Publicado : 21/06/2021 - Categorías : Motivación , Salud y bienestar

Grupo de hombres y mujeres con mochilas haciendo senderismo en la montaña

La llegada de las fechas estivales suele venir acompañada de una mayor disponibilidad de tiempo, bien porque nos encontramos de vacaciones, o porque nuestras jornadas de trabajo son más reducidas. Si a ello unimos el hecho de que contamos con más horas de luz y una climatología más favorable, qué duda cabe que nuestra disposición para la práctica del entrenamiento deportivo también aumenta notablemente; y especialmente para la de aquellas actividades deportivas que se desarrollan al aire libre, pero siempre sin olvidarnos de las limitaciones geográficas u orográficas que nos plantee el lugar en que nos encontremos.

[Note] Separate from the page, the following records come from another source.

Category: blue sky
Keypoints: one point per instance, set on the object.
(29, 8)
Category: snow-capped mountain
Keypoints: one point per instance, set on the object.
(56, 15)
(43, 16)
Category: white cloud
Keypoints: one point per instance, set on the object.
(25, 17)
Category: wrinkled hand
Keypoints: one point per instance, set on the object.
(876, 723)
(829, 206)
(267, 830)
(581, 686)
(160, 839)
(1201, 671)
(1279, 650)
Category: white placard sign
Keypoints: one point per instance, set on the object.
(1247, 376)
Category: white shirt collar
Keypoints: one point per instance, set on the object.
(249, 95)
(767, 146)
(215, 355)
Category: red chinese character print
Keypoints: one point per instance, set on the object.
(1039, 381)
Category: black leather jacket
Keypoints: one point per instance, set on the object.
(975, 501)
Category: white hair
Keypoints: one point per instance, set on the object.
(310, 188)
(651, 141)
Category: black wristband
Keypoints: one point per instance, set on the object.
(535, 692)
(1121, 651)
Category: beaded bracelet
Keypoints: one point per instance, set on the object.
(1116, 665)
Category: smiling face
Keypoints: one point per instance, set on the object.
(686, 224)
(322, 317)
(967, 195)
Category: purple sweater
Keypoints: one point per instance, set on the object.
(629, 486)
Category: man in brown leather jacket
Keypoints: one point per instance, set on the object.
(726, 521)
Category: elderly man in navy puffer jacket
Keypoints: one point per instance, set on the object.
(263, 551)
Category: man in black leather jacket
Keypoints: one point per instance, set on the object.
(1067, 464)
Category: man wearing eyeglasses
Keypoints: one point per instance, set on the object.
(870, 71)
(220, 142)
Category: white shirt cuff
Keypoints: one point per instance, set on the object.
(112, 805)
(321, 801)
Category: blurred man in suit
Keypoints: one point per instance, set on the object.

Son muchas las opciones que tenemos, pero vamos a centrarnos en cuatro de ellas, porque su práctica no entraña una especial dificultad, ni requieren de un equipamiento deportivo particularmente complejo.

Natación
Tan fácil como tener acceso a una piscina, ahora que las descubiertas también están a nuestra disposición, o a esa extraordinaria “pileta”natural que es el mar, sin olvidarnos de ríos, lagos o pantanos debidamente acondicionados. El equipamiento para la práctica de la natación tampoco es excesivamente complejo, aunque sí es necesario protegerse convenientemente de las radiaciones solares, de cara a evitar posibles daños sobre nuestra piel.

Senderismo
Aunque siempre es buen momento para hacer una ruta de montaña, en verano nos encontramos mucho más a salvo de posibles inclemencias meteorológicas que dificulten la travesía o que aumenten sus riesgos. Se pueden realizar increíbles excursiones, en magníficos entornos, pero siempre habrá que tener en cuenta las propias limitaciones, y extremar las precauciones, tan imprescindibles en un entorno que las demanda por su propia naturaleza.

Yoga
El yoga es una disciplina ideal para disfrutar al aire libre. En superficies irregulares o inestables, como la arena de la playa, se hace trabajar más la musculatura, lo que obliga a una mayor concentración para conseguir el equilibrio y la estabilidad necesarias en las diferentes posturas de yoga. Además, si se realiza cerca del mar, se favorece la relajación.

Running
Quizás lo más costoso de esta práctica deportiva sea comenzar, incorporarlo a una rutina de actividad física durante el verano, porque, entre sus muchas ventajas, cuenta con la de que se puede realizar prácticamente en cualquier parte. No obstante, en verano hay que tratar de evitar su práctica durante las horas más calurosas del día y, asimismo, hidratarse abundantemente y protegerse de la radiación solar.

Natación, senderismo, yoga o running son solo una mínima expresión de opciones de fácil ejecución para ejercitarse este verano, pero existen muchas otras para mantenerse en forma, porque, al final, eso es lo realmente importante.